The system build for this review is, ECS PF21 Extreme motherboard, Intel P4 550 3.4GHz, 1GB Patriot DDR2, HIS X800XL, 2 x WD 74GB raptor HDD, Lite On DVD burner, Lite ON DVD ROM, Cooler Master RealPower 550 PSU.

Overclocking:

The very first thing I tested was the overclocking ability of this board. I will admit, I am not an avid overclocker and all of my previous overclocking exp. is with AMD processors. So I did not do a LOT of tweaking to determine a max stable overclock. The default FSB and multi for this processor is 200 x 17 which is 3.4GHz. In my overclocking test I made adjustments to the FSB only and was able to get a rock solid 4GHz with 235 FSB x 17 multi. At 236 FSB windows would start and run but eventually crash. With some fine tuning and voltage tweaking, I'm sure this board would go well beyond 4GHz with this processor, but not being an experienced Intel overclocker, and this being my only LGA chip, I didn't want to risk killing it or the board. Below are screen shots of the default speed and the stable overclock I achieved.

For a novice overclocker a 600MHz increase in speed is nothing to sneeze at, an experienced overclocker could probably get a very impressive OC out of this board.

Benchmarks and system testing:

All benchmarking and system testing was done at default setting, no overclocking was done for any of the benchmarks. Software used for testing will include.

SiSoft Sandra 2005 - We will be testing the CPU, MMX, and memory speeds, using the 32-bit 2005 version.

Business Winstone 2004- The ZD Winstone suite is a script that runs a series of actions and calculates a final score that measures a PC's overall performance. Higher numbers are better.

PiFast - We used a computation of 10000000 digits of Pi, Chudnovsky method, 1024 K FFT, and no disk memory. Note that lower scores are better, and times are in seconds. Note that lower scores are better, and times are in seconds.

CDex 1.51 - Blue October- Argue With a Tree CD1 was ripped into one .wav file. We then encoded that .wav file into a 320Kb/s sample rate MP3. Times are in minutes:seconds, and lower is better.

Doom 3 , FarCry, UT2K4 @ 640x480, LQ Settings - While higher resolutions tax the video card, lower resolutions rely on CPU and subsystem speed. These results are real-world, and higher scores are better. Bench'emAll was used to collect numbers.

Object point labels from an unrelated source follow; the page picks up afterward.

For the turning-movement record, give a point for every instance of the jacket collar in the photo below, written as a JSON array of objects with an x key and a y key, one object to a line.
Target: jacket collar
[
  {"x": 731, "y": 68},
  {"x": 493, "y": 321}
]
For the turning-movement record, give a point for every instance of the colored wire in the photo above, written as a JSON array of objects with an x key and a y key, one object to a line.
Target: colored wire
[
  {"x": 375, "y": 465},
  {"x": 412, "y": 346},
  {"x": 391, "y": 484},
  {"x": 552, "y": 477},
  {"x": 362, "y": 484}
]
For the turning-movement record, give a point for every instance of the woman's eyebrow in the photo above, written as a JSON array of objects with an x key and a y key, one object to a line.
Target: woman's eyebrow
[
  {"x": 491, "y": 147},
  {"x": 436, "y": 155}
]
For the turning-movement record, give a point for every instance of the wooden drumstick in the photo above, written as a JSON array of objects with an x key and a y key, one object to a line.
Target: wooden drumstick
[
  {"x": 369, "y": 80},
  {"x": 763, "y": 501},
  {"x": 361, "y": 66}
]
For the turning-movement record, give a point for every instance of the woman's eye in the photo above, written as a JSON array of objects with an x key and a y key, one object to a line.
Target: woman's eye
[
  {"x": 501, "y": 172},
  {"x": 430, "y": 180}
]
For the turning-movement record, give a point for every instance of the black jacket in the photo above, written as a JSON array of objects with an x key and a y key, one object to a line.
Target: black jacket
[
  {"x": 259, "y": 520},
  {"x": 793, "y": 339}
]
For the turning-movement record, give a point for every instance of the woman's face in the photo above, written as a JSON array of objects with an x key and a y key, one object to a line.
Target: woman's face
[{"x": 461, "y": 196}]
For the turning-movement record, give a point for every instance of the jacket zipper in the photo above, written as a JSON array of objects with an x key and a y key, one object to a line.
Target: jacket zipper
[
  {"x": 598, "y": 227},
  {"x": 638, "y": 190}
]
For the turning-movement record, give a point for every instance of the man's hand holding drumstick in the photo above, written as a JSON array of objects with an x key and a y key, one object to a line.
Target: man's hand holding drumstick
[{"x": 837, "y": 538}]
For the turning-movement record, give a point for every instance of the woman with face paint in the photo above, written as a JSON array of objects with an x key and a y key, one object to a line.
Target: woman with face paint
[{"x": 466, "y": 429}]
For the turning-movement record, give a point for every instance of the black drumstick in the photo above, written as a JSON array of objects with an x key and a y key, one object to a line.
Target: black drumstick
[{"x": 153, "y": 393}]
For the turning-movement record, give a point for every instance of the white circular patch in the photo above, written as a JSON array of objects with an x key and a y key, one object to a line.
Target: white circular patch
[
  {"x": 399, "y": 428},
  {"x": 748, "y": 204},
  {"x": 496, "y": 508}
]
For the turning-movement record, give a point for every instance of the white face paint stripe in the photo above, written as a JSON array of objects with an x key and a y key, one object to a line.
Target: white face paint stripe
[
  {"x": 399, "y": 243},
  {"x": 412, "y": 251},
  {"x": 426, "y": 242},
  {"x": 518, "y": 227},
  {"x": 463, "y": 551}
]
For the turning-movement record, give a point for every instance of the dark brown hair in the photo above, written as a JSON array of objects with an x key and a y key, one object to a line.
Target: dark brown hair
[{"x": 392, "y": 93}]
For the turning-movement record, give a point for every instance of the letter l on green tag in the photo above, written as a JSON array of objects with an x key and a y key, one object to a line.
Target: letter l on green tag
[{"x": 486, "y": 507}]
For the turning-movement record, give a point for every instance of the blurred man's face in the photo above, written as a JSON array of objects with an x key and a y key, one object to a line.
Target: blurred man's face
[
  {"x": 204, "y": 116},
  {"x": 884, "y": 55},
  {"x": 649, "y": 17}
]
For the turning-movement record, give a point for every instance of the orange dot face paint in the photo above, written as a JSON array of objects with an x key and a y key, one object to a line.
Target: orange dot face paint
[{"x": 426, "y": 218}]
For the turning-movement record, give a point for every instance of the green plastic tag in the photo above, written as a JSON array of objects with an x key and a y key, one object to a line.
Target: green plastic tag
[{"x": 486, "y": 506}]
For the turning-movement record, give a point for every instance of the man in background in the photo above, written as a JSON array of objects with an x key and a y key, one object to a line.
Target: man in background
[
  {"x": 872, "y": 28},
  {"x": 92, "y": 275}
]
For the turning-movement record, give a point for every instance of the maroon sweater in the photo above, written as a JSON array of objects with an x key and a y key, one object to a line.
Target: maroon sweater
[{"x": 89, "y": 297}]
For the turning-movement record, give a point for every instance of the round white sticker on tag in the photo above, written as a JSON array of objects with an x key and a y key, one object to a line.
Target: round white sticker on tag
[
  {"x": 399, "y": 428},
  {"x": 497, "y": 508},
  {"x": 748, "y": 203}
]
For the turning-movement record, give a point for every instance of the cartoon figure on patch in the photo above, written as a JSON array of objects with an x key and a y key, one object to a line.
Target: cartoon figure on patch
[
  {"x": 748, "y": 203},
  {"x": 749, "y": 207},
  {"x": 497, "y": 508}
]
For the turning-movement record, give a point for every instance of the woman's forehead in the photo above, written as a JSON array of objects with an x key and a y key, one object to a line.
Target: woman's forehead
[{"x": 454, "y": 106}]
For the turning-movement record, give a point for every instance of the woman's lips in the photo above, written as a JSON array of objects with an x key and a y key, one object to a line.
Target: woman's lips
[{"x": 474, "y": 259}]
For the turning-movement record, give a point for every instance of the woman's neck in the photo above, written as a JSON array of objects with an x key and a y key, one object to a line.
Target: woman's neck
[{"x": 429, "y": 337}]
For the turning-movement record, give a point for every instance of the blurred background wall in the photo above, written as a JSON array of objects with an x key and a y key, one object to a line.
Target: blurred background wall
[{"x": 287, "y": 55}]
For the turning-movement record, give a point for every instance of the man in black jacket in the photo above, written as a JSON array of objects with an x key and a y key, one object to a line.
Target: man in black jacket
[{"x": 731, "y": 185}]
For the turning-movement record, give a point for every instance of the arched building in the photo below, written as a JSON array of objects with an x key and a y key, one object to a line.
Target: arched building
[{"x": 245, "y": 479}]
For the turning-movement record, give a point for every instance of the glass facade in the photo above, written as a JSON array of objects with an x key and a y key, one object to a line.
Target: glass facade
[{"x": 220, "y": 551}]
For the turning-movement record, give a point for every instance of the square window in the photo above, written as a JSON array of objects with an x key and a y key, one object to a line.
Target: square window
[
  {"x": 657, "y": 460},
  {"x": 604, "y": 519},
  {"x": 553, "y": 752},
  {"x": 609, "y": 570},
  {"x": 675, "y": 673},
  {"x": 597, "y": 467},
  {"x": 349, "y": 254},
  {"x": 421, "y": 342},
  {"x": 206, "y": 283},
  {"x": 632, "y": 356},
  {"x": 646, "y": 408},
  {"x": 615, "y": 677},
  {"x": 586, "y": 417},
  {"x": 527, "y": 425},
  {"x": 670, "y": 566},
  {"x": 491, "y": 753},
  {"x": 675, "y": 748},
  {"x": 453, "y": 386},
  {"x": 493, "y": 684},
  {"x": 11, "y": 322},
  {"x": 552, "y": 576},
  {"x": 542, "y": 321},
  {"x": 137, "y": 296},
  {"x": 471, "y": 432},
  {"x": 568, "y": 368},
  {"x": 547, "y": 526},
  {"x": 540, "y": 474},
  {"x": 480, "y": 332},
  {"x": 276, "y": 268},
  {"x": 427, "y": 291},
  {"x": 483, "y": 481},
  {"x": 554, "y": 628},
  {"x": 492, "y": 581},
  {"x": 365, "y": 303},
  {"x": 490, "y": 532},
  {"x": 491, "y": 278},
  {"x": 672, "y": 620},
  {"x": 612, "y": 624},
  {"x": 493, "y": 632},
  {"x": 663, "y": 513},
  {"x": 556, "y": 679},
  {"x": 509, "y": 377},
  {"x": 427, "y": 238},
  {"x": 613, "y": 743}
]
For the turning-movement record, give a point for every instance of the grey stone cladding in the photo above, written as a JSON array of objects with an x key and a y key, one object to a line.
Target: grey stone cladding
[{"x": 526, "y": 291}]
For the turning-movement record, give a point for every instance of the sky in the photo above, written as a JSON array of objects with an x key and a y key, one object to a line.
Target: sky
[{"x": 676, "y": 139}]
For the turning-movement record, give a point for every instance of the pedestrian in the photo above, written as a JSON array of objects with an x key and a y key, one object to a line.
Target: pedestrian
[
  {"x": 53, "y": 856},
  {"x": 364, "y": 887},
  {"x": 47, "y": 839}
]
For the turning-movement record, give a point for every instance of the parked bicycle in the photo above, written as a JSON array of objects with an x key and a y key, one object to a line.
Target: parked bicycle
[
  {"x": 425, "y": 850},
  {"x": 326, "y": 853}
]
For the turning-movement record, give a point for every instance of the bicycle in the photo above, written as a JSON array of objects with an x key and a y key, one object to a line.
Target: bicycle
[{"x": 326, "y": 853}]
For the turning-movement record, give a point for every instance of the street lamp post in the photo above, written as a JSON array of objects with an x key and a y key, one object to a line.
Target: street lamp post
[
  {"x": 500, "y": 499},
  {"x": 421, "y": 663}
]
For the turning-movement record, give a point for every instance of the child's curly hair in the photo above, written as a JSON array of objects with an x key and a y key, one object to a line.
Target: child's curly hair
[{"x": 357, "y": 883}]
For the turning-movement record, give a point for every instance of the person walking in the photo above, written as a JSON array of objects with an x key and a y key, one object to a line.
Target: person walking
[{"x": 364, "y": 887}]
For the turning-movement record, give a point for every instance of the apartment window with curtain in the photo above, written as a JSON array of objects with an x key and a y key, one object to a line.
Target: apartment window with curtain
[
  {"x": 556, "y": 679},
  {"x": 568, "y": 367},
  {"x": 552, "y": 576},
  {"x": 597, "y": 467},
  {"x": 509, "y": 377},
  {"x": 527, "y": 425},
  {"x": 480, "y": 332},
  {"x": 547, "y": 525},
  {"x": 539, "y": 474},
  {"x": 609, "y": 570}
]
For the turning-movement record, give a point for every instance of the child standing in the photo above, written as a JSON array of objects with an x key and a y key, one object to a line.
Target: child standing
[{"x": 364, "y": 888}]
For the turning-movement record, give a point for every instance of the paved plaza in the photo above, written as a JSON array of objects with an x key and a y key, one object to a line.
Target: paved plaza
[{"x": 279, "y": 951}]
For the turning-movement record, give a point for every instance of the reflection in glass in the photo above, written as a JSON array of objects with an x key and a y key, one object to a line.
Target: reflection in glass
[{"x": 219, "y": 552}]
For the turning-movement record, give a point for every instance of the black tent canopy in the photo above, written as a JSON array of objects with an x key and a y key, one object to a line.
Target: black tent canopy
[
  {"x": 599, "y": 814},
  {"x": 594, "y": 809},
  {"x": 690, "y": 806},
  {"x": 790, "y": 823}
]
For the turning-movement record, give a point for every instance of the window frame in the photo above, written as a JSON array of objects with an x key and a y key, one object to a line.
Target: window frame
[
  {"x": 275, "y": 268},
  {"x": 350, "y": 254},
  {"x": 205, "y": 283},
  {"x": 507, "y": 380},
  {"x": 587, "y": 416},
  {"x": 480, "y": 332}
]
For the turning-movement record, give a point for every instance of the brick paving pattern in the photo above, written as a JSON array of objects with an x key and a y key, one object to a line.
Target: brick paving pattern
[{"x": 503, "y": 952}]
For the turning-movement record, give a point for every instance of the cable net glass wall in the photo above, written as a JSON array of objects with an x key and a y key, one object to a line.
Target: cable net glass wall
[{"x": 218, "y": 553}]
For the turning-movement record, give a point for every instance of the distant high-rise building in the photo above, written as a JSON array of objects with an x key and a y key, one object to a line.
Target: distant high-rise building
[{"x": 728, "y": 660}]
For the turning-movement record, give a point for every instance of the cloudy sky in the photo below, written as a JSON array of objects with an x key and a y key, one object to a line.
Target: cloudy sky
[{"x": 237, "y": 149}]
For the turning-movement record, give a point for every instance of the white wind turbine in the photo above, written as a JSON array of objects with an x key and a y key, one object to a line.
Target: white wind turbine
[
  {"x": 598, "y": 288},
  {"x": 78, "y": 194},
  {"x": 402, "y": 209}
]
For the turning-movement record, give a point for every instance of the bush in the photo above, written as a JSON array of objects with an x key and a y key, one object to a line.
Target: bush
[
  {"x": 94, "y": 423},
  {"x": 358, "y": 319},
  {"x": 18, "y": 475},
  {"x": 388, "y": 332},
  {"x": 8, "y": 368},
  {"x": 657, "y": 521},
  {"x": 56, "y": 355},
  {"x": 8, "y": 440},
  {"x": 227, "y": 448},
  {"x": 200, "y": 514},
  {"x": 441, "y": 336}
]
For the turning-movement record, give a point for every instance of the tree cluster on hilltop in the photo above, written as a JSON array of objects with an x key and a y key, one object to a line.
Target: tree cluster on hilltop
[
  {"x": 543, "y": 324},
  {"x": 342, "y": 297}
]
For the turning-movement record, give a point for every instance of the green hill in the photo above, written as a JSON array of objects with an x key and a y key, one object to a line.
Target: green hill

All benchmarks will be run a total of three times with the average scores being displayed. For comparison of similar systems take a look at some of our other benchmarks that can be found here.

Sisoft Sandra 2005

The Sisoft benchmarks are pretty consistent with other boards we have tested using this chipset as seen here . The Albatron board does do a bit better in the memory bandwidth test, but it was tested with faster Kingston memory.

Business Winstone 2004

This test was ran three times and the scores averaged, the higher the score the better the system performs in these tests.

  Score
ECS PF21 22.1

Again, this score is on par with other 925x boards we have looked at.

PiFast

  Time, minutes:seconds
ECS PF21 48.34

For math calculations this board and cpu combo scores very well and is right on par with other more well known boards we have looked at.